María, el rostro femenino de Dios
Sagrado Femenino
María, el rostro femenino de Dios
Martes, 13 de mayo de 2025
El Padre Richard reconoce en María el símbolo o arquetipo femenino de la presencia divina en la creación: [5]
Aunque Jesús era hombre, Cristo trasciende el género, por lo que es de esperar que la Tradición Cristiana haya encontrado formas femeninas, consciente o inconscientemente, para simbolizar la plena encarnación divina y dar a Dios un carácter más femenino —como suele hacer la propia Biblia.
¿Por qué el cristianismo, tanto en Oriente como en Occidente, se enamoró perdidamente de esta mujer aparentemente común, María, que es una figura menor en el Nuevo Testamento? Le dimos nombres como Theotokos, Madre de Dios, Reina del Cielo, Notre Dame, la Virgen de esto o aquello, Nuestra Señora, Nuestra Señora de los Dolores, Nuestra Señora del Perpetuo Socorro y Nuestra Señora de casi todos los pueblos y santuarios de Europa.

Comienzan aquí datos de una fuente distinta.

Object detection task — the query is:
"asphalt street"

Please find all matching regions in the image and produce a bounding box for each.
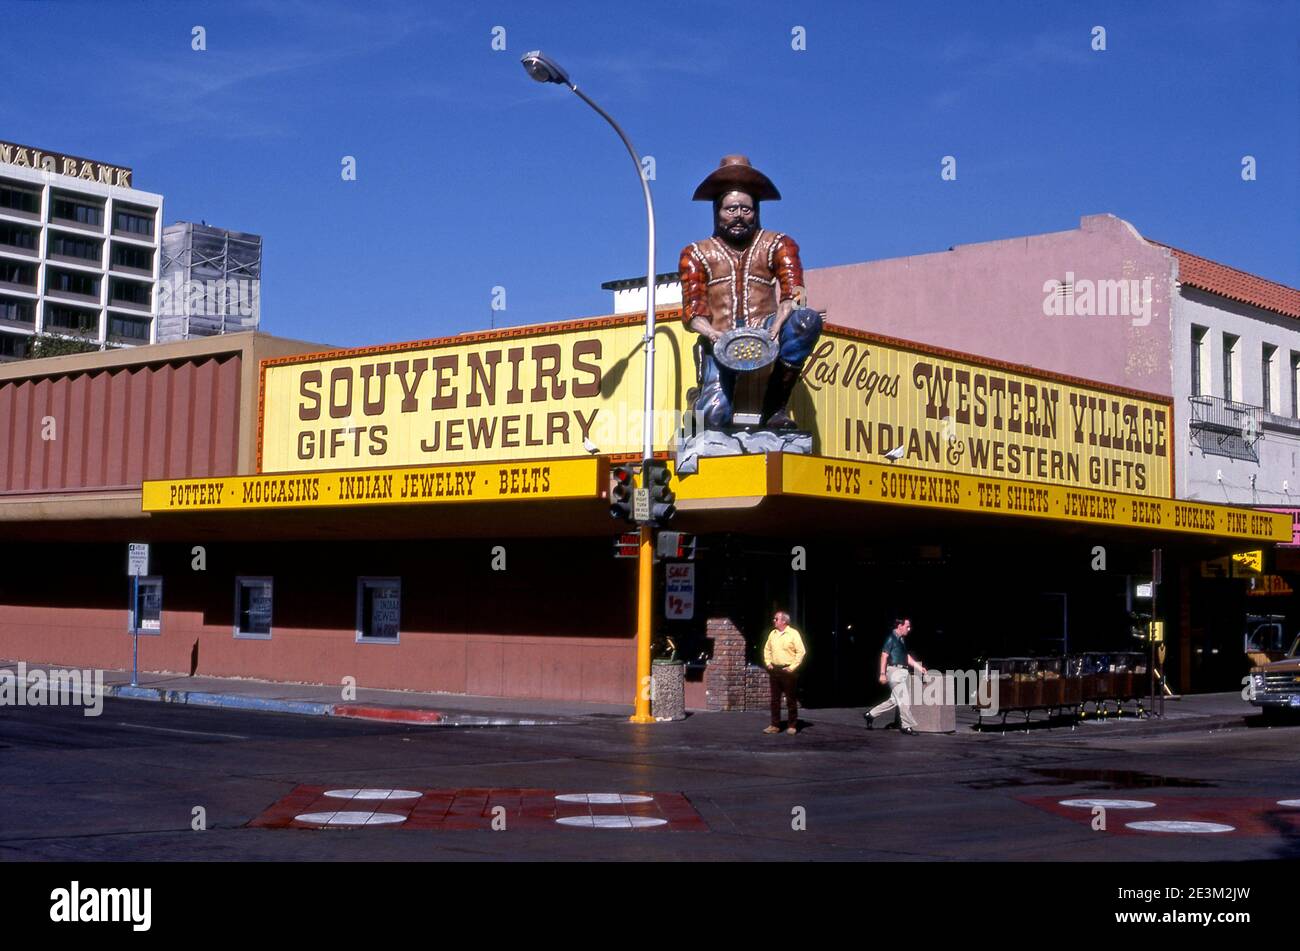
[1,698,1298,861]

Claramente, no se trata solo de una mujer, sino del símbolo esencial —o, tomando prestada la terminología de Carl Jung, un «arquetipo»—, una imagen que encierra una multitud de significados que no pueden comunicarse lógicamente, sino que se arraigan en nuestro inconsciente colectivo.
En la imaginación mítica, creo que María simboliza intuitivamente la primera encarnación —o la Madre Tierra, si me lo permiten—. (No digo que María sea la primera encarnación, solo que se convirtió en su arquetipo y símbolo natural, especialmente en el arte). Creo que María es el principal arquetipo femenino del misterio de Cristo. Este arquetipo ya se había manifestado como Sofía o la Santa Sabiduría (véanse Proverbios 8:1-3; Sabiduría 7:7-14), y de nuevo en el Apocalipsis (12:1-17) en el símbolo cósmico de «la mujer vestida del sol y de pie sobre la luna». Ni Sofía ni la mujer del Apocalipsis son precisamente María de Nazaret; sin embargo, en muchos sentidos, ambas lo son — y cada una amplía nuestra comprensión de la divinidad femenina.
Jung creía que los humanos producen en el arte las imágenes internas que el alma necesita para verse a sí misma y permitir su propia transformación. Intenten contar cuántas pinturas en museos de arte, iglesias y hogares muestran a una mujer maravillosamente vestida ofreciendo para su admiración —y la de ella— un bebé a menudo desnudo. ¿Qué dice la ubicuidad de esta imagen a nivel del alma? Creo que se parece a esto:
La primera encarnación (creación) está simbolizada por Sofía Encarnada, una María hermosa, femenina, multicolor y elegante.
Ella invariablemente nos ofrece a Jesús, Dios encarnado en la vulnerabilidad y la desnudez.
María se convirtió en el símbolo de la primera encarnación universal.
Luego nos transmite la segunda encarnación, permaneciendo en un segundo plano; el enfoque siempre está en el niño.
La Madre Tierra presenta al Hijo Espiritual, las dos primeras etapas de la encarnación.
Receptividad Femenina, transmitiendo el fruto de su sí.
Y nos invita a ofrecer nuestro propio sí.
5 Adaptado de Richard Rohr, The Universal Christ: How a Forgotten Reality Can Change Everything We See, Hope for, and Believe (Convergent, 2019, 2021), 122–124.